Bald nach meiner Ankunft hole ich einen Kessel Wasser im nahegelegenen, eiskalten Fluss. Außer bei starker Schneeschmelze hat das Wasser hier immer Trinkwasserqualität, obschon der Fluss hier bereits um die 200 Kilometer von der Quelle entfernt ist. Das äußere Leben wirkt wie auf einer Alp oder in einem Dorf vor hundert Jahren: Wasser aus dem Fluss holen oder es von Hand aus dem Grundwasser hochpumpen, Plumpsklos in kleinen Häuschen im Freien, Wasser zum Waschen oder für eine Dusche auf dem Holzherd erhitzen. Überall wird Holz gespalten, herrlich duftendes Birkenholz für die neun kalten Monate. Einige Häuser haben noch keine Elektrizität, und bei denjenigen, die sie haben, fällt sie öfters aus. Im Dorf sind kaum Autos unterwegs, dafür nicht wenige Pferde. Es hat zwei kleine Dorfläden. Bis vor zwei Jahren gab es im Dorf nur ein Telefon: jetzt ist die Gegend über das Handynetz erschlossen, über welches auch Internet und Mails abgerufen werden können. Aber nur wenige der Bewohner haben einen Computer.

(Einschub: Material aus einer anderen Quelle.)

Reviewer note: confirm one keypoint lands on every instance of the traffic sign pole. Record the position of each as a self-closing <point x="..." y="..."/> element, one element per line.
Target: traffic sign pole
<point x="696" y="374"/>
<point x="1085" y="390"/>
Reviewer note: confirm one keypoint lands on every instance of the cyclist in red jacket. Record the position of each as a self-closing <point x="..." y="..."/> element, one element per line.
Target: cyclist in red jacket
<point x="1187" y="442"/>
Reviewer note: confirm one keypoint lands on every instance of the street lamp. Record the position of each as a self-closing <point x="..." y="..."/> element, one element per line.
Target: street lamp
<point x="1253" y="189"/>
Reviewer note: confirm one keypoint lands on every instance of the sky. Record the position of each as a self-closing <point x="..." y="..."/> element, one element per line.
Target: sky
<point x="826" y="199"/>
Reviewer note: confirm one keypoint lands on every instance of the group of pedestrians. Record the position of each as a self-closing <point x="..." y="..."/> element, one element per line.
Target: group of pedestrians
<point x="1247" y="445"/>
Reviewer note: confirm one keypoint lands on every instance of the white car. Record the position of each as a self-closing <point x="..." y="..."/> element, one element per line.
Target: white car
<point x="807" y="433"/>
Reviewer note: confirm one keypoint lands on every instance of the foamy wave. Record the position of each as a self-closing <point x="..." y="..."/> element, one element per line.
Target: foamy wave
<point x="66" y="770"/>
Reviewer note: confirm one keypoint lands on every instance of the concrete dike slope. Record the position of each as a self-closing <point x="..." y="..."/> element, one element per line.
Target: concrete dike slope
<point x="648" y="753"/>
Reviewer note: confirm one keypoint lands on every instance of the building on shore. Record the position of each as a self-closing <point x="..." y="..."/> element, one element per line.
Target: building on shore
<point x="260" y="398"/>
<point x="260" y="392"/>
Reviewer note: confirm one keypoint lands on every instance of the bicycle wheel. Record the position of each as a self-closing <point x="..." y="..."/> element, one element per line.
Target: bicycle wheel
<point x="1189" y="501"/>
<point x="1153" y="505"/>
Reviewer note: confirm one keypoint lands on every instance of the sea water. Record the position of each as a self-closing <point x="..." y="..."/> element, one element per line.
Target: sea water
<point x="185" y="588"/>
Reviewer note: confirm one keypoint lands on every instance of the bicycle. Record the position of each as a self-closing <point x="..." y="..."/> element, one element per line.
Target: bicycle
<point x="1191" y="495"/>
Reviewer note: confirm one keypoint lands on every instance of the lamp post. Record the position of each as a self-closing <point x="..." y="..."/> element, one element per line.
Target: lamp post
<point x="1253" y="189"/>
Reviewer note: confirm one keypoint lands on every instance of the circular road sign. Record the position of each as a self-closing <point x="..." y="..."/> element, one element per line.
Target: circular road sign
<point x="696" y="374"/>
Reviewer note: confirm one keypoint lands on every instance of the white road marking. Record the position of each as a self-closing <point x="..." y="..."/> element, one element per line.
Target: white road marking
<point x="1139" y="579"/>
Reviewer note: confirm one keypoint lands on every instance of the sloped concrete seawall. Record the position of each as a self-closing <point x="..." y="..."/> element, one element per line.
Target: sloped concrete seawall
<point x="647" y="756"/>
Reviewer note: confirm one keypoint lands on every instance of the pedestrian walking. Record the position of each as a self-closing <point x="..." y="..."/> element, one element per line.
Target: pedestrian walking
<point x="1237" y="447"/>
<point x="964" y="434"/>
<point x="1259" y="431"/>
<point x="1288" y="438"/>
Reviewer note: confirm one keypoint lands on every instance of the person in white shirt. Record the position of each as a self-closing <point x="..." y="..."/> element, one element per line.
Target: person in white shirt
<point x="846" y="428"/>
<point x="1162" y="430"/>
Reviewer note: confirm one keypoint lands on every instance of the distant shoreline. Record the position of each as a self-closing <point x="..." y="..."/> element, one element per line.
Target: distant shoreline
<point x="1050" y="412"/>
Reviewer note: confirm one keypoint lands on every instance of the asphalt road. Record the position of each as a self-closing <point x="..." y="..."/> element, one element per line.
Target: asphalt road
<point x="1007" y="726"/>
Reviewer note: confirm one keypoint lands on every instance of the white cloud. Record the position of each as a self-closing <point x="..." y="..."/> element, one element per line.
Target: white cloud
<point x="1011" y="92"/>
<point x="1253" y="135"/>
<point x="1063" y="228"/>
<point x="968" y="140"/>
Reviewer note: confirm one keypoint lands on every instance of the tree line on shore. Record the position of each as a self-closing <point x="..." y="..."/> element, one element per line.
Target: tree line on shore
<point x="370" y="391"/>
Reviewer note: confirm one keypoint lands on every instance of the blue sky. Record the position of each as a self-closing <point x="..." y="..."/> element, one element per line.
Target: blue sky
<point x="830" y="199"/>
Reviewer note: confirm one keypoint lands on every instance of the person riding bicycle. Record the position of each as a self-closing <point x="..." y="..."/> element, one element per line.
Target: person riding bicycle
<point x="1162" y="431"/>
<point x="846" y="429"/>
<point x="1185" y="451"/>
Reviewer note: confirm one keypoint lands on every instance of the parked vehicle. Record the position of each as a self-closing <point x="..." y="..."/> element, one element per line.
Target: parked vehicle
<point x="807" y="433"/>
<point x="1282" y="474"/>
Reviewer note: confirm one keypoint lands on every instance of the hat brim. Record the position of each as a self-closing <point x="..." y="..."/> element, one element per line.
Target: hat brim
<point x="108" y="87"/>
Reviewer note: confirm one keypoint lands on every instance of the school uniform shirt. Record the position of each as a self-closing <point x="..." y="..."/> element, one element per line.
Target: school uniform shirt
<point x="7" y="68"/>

Singen über Grenzen hinaus
Am Tag darauf besuche ich die Liturgie im Tempel, einem warmen, achteckigen, doch rund wirkenden Raum aus Holz, mit vielen schmückenden Schnitzereien, schlicht eingerichtet, als Licht brennende Kerzen, beim Altar ein Foto von Vissarion. Priester Sergej, früher ein hoher Militär, hat in der Gemeinschaft vor bald 15 Jahren seine für ihn neue Aufgabe übernommen. Ruhig richtet er einige Worte an die um die hundert Anwesenden, spricht ein Gebet, bevor eine lange Phase nur mit Liedern folgt. Die meisten haben er selbst und andere Menschen aus der Gemeinschaft geschaffen; sie handeln von der Dankbarkeit für das Leben, dem Wunder unserer Existenz und der Verbundenheit mit Gott - durchwegs getragene, sanfte Gesänge mit mehreren Stimmen. Sie wirken wie Gebete und erlauben mir, mich zu entspannen, einfach zu sein.
Das Letzte Testament
Ich vertiefe mich in die Texte von und über Vissarion, denn ich will mehr über den Hintergrund der Gemeinschaft erfahren. Immer wieder finde ich darin Grundhaltungen, die mich ansprechen. (Im Folgenden sind Zitate aus dem Letzten Testament kursiv geschrieben.) "Die Hauptform der geistigen Entwicklung ist das Leben selbst, in dessen schwierigen Erscheinungsformen der Mensch seine Unterrichtsstunden und Prüfungen bestehen muss." Jeden Morgen findet ein Austausch statt, das "Treffen des einigenden Verständnisses", wo die Menschen ihre persönlichen Fragen, Anliegen und Probleme einbringen und miteinander besprechen. Die Gesprächsleitung wird jedes Mal neu bestimmt. Als Leitlinie dienen die Texte des Letzten Testaments. Und da sind viele herausfordernde Alltagsaufgaben formuliert, z.B. sich nie besser oder größer zu fühlen als jemand anderes, bedingungslos Wärme und Liebe zu schenken, sogar wenn mir jemand unfreundlich oder aggressiv begegnet, und schlechte Gefühle jemandem gegenüber möglichst umgehend zu wandeln, innerlich oder über ein klärendes Gespräch. "Beleidige den Beleidigenden nicht, denn du wärest seinem Wesen ähnlich. Entgegne nie der auf dich zukommenden Kälte mit ebensolcher, welchen Schmerz sie dir auch bereiten möge." oder: "Lass nie jemanden über die Gedanken eines anderen Menschen lachen, seien sie noch so verrückt, sondern lass ihn sie bedenken."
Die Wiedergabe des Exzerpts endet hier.